Home >Backend Development >PHP Tutorial >In-depth analysis of PHP references (&), in-depth analysis of PHP references_PHP tutorial
What is a quote
Quoting in PHP means accessing the same variable contents with different names. This is not like a C pointer; instead, the reference is a symbol table alias. Note that in PHP, variable names and variable contents are different, so the same content can have different names. The closest analogy is Unix's filenames and the files themselves - the variable names are the directory entries, and the variable contents are the files themselves. References can be thought of as hardlinks in Unix file systems.
What does a quote do
PHP's references allow two variables to point to the same content. Meaning, when doing this:
<?php $a =& $b; ?>
This means $a and $b point to the same variable.
Note:
$a and $b are exactly the same here. It’s not that $a points to $b or vice versa, but that $a and $b point to the same place.
Note:
If an array with a reference is copied, its value will not be dereferenced. The same is true for passing array values to functions.
Note:
If an undefined variable is assigned by reference, passed by reference, or returned by reference, the variable will be automatically created.
Example #1 Using references to undefined variables
<?php function foo(&$var) { } foo($a); // $a is "created" and assigned to null $b = array(); foo($b['b']); var_dump(array_key_exists('b', $b)); // bool(true) $c = new StdClass; foo($c->d); var_dump(property_exists($c, 'd')); // bool(true) ?>
The same syntax can be used in functions, which return references, and in the new operator (PHP 4.0.4 and later):
<?php $bar =& new fooclass(); $foo =& find_var($bar); ?>
As of PHP 5, new automatically returns a reference, so using =& here is obsolete and produces an E_STRICT level message.
Note:
Not using the & operator causes a copy of the object to be generated.

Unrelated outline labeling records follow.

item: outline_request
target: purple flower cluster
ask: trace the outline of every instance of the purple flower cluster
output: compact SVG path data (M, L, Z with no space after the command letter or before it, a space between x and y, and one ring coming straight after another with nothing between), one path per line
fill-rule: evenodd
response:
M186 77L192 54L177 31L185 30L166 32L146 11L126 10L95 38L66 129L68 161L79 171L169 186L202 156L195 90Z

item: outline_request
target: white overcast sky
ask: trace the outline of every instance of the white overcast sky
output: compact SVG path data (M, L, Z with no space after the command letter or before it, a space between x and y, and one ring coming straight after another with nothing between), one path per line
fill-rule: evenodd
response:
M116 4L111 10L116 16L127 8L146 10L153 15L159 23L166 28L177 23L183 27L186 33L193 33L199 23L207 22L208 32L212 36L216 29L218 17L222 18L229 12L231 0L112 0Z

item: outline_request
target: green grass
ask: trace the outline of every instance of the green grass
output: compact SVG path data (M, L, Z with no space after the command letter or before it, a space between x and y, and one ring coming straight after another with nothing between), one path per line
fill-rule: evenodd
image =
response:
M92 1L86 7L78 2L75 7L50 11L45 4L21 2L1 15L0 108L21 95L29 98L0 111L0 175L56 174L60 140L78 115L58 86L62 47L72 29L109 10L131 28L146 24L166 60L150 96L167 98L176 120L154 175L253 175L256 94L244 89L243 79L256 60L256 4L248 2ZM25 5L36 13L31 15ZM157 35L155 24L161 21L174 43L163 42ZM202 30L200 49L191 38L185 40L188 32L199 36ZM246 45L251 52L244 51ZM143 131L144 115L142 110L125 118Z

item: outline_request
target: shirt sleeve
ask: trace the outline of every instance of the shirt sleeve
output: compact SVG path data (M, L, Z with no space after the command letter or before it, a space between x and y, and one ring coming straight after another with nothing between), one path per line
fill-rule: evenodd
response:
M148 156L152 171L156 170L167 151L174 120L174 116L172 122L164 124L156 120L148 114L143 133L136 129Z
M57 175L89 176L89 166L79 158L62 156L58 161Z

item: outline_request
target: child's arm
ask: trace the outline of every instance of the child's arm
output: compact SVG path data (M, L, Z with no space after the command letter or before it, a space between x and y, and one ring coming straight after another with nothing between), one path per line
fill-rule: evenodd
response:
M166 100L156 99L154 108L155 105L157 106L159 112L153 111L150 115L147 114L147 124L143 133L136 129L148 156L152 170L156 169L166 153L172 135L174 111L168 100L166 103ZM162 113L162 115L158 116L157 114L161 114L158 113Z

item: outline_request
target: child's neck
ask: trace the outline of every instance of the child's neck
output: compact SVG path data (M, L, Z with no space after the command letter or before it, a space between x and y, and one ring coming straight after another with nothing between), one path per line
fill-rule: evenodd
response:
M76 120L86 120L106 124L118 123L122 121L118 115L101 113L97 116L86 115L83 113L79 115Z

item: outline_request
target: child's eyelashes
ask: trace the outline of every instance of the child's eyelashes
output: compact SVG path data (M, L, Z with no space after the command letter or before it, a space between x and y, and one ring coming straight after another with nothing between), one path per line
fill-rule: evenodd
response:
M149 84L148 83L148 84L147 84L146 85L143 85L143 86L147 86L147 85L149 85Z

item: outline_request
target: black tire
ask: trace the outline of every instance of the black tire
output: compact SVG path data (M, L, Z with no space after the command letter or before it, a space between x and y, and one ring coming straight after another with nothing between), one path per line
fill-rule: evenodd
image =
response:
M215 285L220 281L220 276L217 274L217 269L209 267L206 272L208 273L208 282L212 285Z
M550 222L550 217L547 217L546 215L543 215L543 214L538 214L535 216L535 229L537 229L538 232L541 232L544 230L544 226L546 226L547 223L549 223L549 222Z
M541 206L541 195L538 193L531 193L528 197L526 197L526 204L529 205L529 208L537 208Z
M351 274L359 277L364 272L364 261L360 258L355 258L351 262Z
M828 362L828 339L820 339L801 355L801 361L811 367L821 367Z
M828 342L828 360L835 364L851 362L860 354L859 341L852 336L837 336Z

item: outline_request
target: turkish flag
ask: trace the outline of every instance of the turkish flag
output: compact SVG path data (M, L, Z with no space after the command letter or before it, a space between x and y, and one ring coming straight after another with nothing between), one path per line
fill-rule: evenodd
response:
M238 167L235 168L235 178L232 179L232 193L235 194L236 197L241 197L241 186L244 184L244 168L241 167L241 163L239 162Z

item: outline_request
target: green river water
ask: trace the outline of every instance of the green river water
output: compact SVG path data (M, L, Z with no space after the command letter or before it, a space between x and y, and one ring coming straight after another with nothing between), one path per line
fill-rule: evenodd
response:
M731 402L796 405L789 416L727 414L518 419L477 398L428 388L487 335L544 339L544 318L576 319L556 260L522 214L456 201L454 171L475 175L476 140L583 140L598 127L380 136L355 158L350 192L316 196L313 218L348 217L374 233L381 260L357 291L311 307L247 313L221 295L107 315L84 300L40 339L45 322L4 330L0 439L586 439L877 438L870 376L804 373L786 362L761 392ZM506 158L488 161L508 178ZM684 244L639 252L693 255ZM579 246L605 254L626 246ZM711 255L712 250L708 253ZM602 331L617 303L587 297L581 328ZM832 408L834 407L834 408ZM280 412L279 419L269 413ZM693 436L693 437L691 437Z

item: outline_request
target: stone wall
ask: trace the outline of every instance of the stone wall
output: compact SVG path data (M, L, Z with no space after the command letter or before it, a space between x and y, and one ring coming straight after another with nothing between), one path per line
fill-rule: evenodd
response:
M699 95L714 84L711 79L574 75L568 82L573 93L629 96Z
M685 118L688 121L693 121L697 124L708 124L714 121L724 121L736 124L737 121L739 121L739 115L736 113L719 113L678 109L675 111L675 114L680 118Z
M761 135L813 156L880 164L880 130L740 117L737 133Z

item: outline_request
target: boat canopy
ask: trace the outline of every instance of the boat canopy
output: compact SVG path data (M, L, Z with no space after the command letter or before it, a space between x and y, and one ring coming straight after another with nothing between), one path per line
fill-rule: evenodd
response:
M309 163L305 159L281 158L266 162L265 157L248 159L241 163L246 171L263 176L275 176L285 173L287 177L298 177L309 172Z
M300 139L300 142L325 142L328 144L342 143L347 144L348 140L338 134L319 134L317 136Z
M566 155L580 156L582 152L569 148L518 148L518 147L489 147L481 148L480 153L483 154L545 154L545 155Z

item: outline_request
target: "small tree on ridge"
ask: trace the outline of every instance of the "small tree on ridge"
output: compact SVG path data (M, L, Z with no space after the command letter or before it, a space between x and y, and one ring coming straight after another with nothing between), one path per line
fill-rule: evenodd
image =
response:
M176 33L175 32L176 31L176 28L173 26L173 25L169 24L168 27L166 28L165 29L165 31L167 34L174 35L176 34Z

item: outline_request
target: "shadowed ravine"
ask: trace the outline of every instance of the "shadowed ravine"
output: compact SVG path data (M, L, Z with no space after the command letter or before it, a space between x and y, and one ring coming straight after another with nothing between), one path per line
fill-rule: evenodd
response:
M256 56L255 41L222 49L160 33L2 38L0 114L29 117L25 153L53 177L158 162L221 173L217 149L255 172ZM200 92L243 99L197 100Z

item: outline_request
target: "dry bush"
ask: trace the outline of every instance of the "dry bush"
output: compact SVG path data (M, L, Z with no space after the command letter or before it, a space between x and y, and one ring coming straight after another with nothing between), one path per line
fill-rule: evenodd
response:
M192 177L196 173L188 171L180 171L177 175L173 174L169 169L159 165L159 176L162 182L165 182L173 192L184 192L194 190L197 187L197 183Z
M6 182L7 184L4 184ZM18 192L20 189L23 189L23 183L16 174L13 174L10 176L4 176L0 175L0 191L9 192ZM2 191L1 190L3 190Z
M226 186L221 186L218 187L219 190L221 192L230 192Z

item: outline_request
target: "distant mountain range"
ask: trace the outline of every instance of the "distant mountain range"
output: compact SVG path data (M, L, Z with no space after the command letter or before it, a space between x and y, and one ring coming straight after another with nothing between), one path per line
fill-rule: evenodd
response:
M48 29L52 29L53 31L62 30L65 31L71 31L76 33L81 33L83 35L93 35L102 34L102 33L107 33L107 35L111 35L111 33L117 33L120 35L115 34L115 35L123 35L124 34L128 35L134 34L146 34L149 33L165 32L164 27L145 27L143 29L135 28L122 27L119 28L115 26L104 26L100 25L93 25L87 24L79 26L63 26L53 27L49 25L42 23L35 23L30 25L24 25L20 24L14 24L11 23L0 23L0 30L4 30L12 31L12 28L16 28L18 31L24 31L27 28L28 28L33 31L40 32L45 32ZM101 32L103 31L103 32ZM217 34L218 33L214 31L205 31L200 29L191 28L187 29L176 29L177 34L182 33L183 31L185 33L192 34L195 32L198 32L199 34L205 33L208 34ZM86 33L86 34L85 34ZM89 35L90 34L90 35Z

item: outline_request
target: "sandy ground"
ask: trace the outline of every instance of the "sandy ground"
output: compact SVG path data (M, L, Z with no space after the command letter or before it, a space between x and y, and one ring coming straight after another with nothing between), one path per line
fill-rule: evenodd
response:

If you use $this in a class, it will apply to the current instance of that class. Assignment without & will copy the instance (e.g. object) and $this will be applied to the copy, which is not always the desired result. Due to performance and memory consumption issues, you usually only want to work on one instance.
Although it is possible to suppress any error messages in a constructor using the @ operator, such as @new, this has no effect when using a &new statement. This is a limitation of the Zend engine and will cause a parsing error.
Warning
If a reference is assigned to a variable declared as global inside a function, the reference is only visible inside the function. This can be avoided by using the $GLOBALS array.
Example #2 Reference global variables within a function
<?php $var1 = "Example variable"; $var2 = ""; function global_references($use_globals) { global $var1, $var2; if (!$use_globals) { $var2 =& $var1; // visible only inside the function } else { $GLOBALS["var2"] =& $var1; // visible also in global context } } global_references(false); echo "var2 is set to '$var2'\n"; // var2 is set to '' global_references(true); echo "var2 is set to '$var2'\n"; // var2 is set to 'Example variable' ?>
Think of global $var; as shorthand for $var =& $GLOBALS['var'];. Thus assigning another reference to $var only changes the reference to the local variable.
Note:
If a variable with a reference is assigned a value in a foreach statement, the referenced object is also changed.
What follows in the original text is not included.